Developing a personal brand and not being afraid to borrow others' ideas are the keys to a successful startup, according to Walt Mossberg.

Mossberg discussed his experience launching online technology website Re/code earlier this year during the Business Innovation Factory's BIF10 conference Thursday in Providence, R.I.

First and foremost, Mossberg said deciding what you stand for, promoting it, and delivering on it are integral to attracting users and funding.

For Mossberg, a longtime technology columnist with The Wall Street Journal and co-founder of AllThingsD.com, that means writing for the average consumer of technology rather than tech enthusiasts, hobbyists or geeks.

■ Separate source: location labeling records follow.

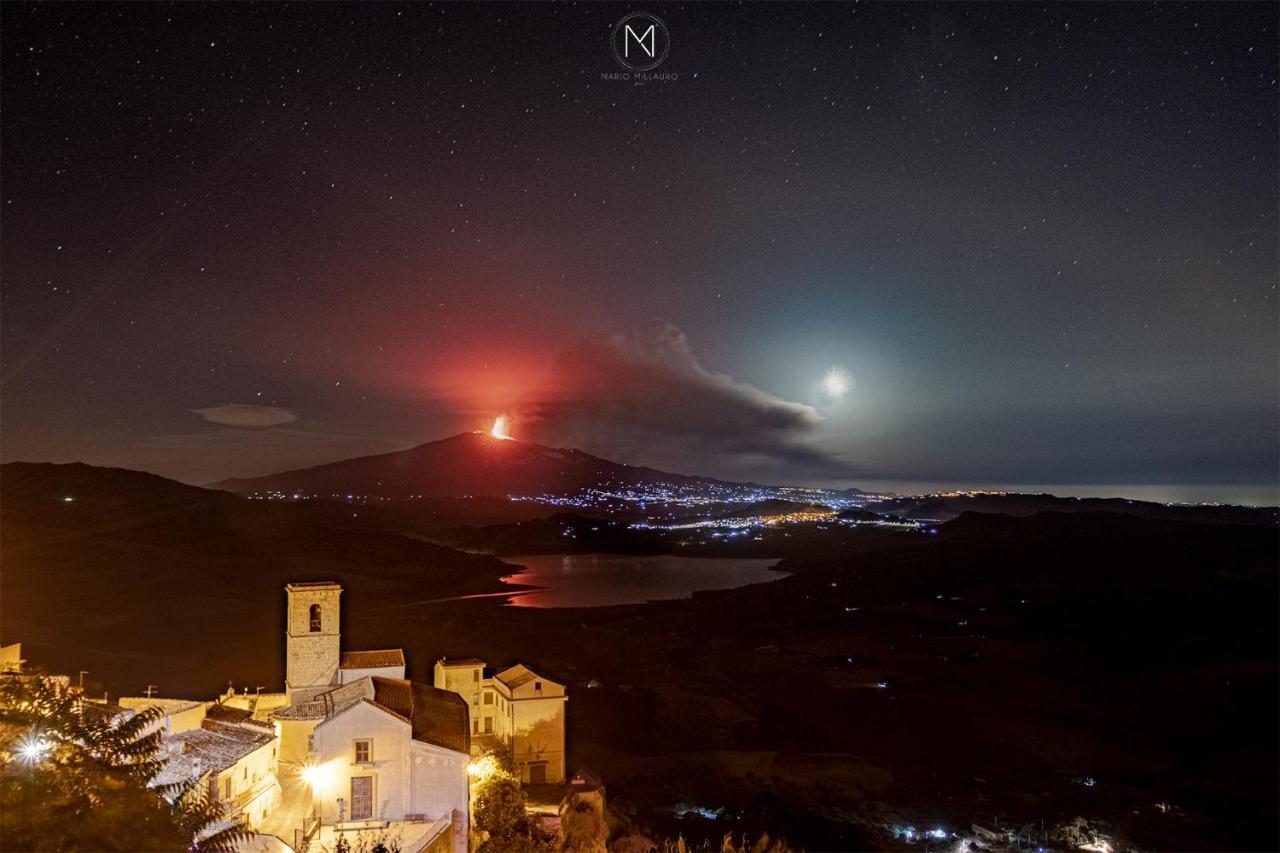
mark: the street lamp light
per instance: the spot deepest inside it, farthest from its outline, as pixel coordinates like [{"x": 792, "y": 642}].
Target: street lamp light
[{"x": 32, "y": 749}]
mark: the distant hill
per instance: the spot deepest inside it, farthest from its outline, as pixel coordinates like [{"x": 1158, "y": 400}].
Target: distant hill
[
  {"x": 469, "y": 464},
  {"x": 772, "y": 507},
  {"x": 946, "y": 507}
]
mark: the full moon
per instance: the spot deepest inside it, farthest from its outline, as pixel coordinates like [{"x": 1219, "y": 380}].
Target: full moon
[{"x": 835, "y": 384}]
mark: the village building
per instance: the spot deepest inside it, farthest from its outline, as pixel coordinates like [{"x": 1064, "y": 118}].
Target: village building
[
  {"x": 373, "y": 747},
  {"x": 351, "y": 744},
  {"x": 228, "y": 757},
  {"x": 515, "y": 711}
]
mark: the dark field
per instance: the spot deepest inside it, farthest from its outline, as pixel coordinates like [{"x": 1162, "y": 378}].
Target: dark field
[{"x": 1018, "y": 656}]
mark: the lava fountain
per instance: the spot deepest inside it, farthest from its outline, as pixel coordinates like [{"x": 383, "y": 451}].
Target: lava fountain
[{"x": 499, "y": 428}]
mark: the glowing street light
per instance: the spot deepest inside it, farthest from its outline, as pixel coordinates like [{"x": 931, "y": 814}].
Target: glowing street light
[
  {"x": 32, "y": 749},
  {"x": 318, "y": 776},
  {"x": 483, "y": 767}
]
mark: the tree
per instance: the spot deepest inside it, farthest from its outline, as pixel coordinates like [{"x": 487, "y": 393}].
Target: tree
[
  {"x": 72, "y": 778},
  {"x": 499, "y": 810},
  {"x": 584, "y": 826}
]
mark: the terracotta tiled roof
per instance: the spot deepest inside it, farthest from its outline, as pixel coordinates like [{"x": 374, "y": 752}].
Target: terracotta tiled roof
[
  {"x": 371, "y": 660},
  {"x": 325, "y": 705},
  {"x": 516, "y": 675},
  {"x": 438, "y": 716},
  {"x": 227, "y": 714},
  {"x": 461, "y": 661}
]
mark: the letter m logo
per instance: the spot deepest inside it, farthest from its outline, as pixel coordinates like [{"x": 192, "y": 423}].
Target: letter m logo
[{"x": 648, "y": 41}]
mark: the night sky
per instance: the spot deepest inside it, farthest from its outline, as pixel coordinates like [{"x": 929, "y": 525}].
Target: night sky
[{"x": 1041, "y": 241}]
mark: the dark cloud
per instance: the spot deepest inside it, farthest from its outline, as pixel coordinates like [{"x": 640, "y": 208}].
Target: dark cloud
[
  {"x": 246, "y": 415},
  {"x": 649, "y": 391}
]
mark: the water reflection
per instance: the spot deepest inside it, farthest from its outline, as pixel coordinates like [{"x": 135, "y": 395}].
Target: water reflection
[{"x": 603, "y": 579}]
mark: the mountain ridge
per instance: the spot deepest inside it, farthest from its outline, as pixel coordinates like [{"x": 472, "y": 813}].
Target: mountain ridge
[{"x": 462, "y": 465}]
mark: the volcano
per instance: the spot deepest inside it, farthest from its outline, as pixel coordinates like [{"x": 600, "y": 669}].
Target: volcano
[{"x": 464, "y": 465}]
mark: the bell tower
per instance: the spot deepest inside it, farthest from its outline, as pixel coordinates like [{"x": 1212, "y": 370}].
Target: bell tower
[{"x": 311, "y": 639}]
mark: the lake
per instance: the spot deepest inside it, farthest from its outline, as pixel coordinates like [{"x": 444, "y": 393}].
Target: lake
[{"x": 603, "y": 579}]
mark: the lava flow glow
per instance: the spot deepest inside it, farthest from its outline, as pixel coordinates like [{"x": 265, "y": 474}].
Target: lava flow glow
[{"x": 499, "y": 428}]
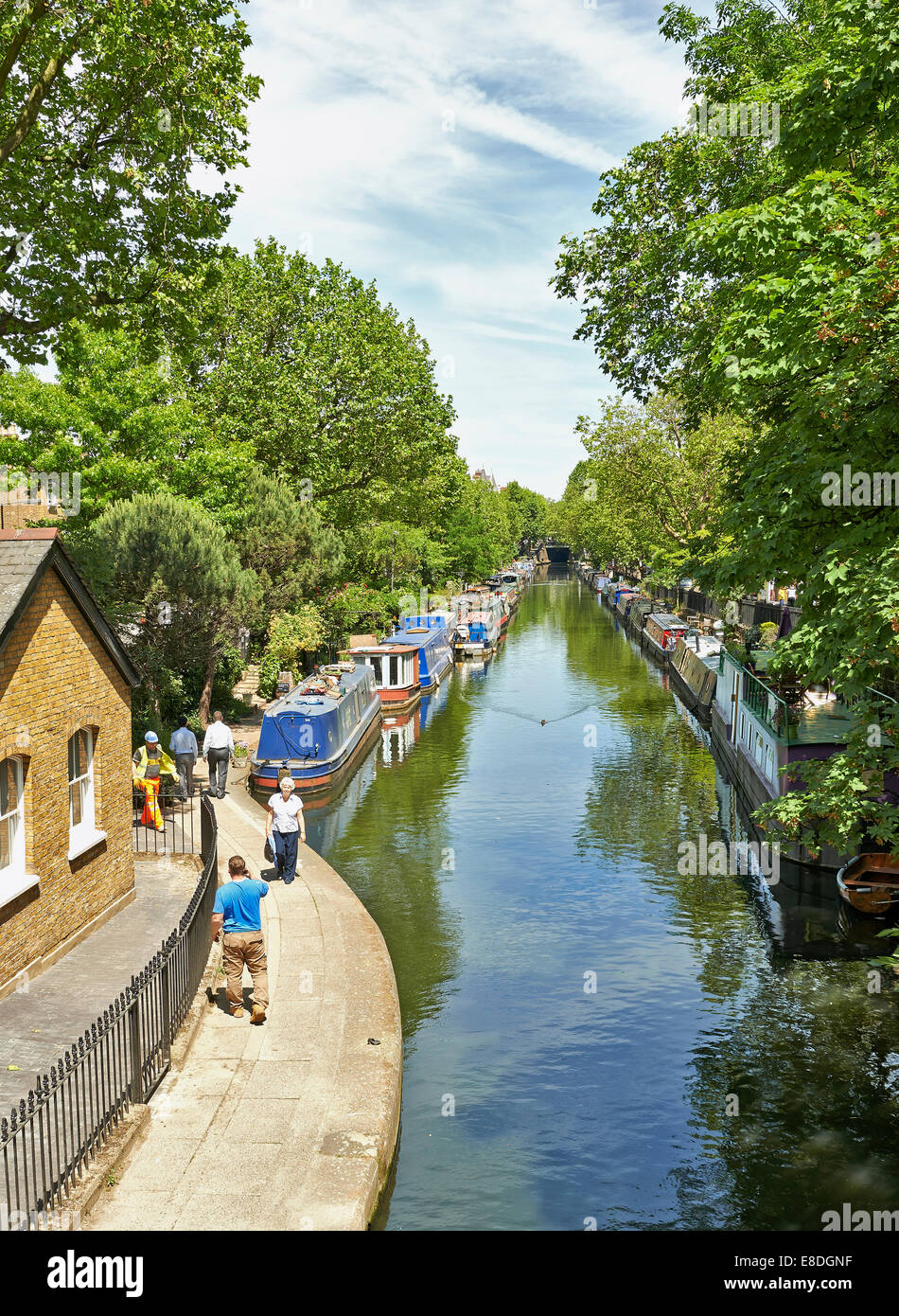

"You wouldn't be surprised for me to say that the web is full of crap," Mossberg said. "There are a lot of people who should retract a lot of stories."

Mossberg told the audience that social media presence – for better and for worse – will greatly affect your brand.

For more than three decades, Mossberg worked at the Journal as a reporter, editor and columnist.

But when he proposed a personal technology column in 1991, supervisors initially fought his proposal and said they didn't want "voices" in the newspaper even though political and sports columnists were pervasive at papers nationwide.

Mossberg, though, eventually prevailed, and in 2007, started the All Things Digital conference and online publication with the blessing of his bosses.

At the end of 2013, Mossberg and partner in crime Kara Swisher decided to strike out on their own, aiming to create a publication that fused together the editorial standards of legacy publications with the fast-moving and informal style of web journalism.

"There is a limit to being entrepreneurial inside a big media company," Mossberg said. "It's very hard to be willing to fail."

Given their reputation, Mossberg said he and Swisher attracted unsolicited donations are were able to quickly develop a following for Re/code.

"If you do it right, you can really pull together the business side and content side," Mossberg said.

Finally, Mossberg urged attendees to pay attention to their competitors' ideas since the person or company who invents an idea is often different than the one who popularizes it.

He cited as examples both the automobile – which had been around for years before Henry Ford found a way to mass produce it -- as well as the lightweight laptop – which was likely invented by Sony but taken mainstream by Apple.

"Henry Ford didn't invent the car," Mossberg said. "He just innovated in figuring out a way to get it out to as many people as possible at an affordable price."